WITH NEWS this month that the Supreme Court was accepting Newdow v. Elk Grove Unified School District on appeal from the 9th Circuit Court of Appeals, a case dealing with the constitutionality of the words "under God" in the pledge of allegiance, the dialogue has erupted again between libertarians and the religious right over how the First Amendment should be read. Usually the 9th Circuit has about as much judicial temperament as Al Gore does humor, but in the case of Newdow, they got one right by striking down the "under God" section, and the Court should agree.
Some of the loudest noise on this issue is coming from legislators and interest groups who seem to lack a grasp of history. After the 9th Circuit made its ruling in June, Senator Kit Bond, R-Mo., said, "Our Founding Fathers must be spinning in their graves." Bond and his like must never have learned that it was not until 1942 that the Pledge was officially codified (minus "under God") into the United States Flag Code. Or that the controversial "under God" phrase wasn't added until 1954 by President Eisenhower as a tool of fighting the Cold War and godless communism. Even looking back to the period before its codification, the original pledge wasn't crafted until 1892. Unless some lesser-known Founding Father lived to be 150 years old, not a single Founding Father would have had a vested interest in this issue. The Cold War has ended, so why the need to needlessly assert ourselves as a nation "under God"?

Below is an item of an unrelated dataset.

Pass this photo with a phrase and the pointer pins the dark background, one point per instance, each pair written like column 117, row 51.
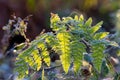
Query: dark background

Even if the Founding Fathers were present for the enactment of the pledge and its various forms, many of them, notably the Virginians, would have backed the 9th Circuit's move. While the Founders had differing religious and political views, they agreed in the Jeffersonian and Madisonian notions as expressed in the Virginia Statute for Religious Freedom that the state has no right to interfere with the religious beliefs of its citizens, no matter how scant its followers may be. To the contrary of Bond, the Fathers would be somersaulting in their graves if they knew of the inclusion of "under God" in the Pledge.
More infuriated by the 9th Circuit are knee-jerk religious groups and individuals who jump up in anger any time anyone has the audacity to assert that not all people believe (or should believe) in the same God or any God at all. The Rev. Jerry Falwell, never one to be without an opinion on all things religious, supports the spiritual language because he thinks it provides comfort in these uncertain times of international terrorism and decries the "radicals" that want it stricken. I would like to see if Falwell would react in a similar way if he lived in a country that existed "under Buddha" and his children listened to their peers pledge this.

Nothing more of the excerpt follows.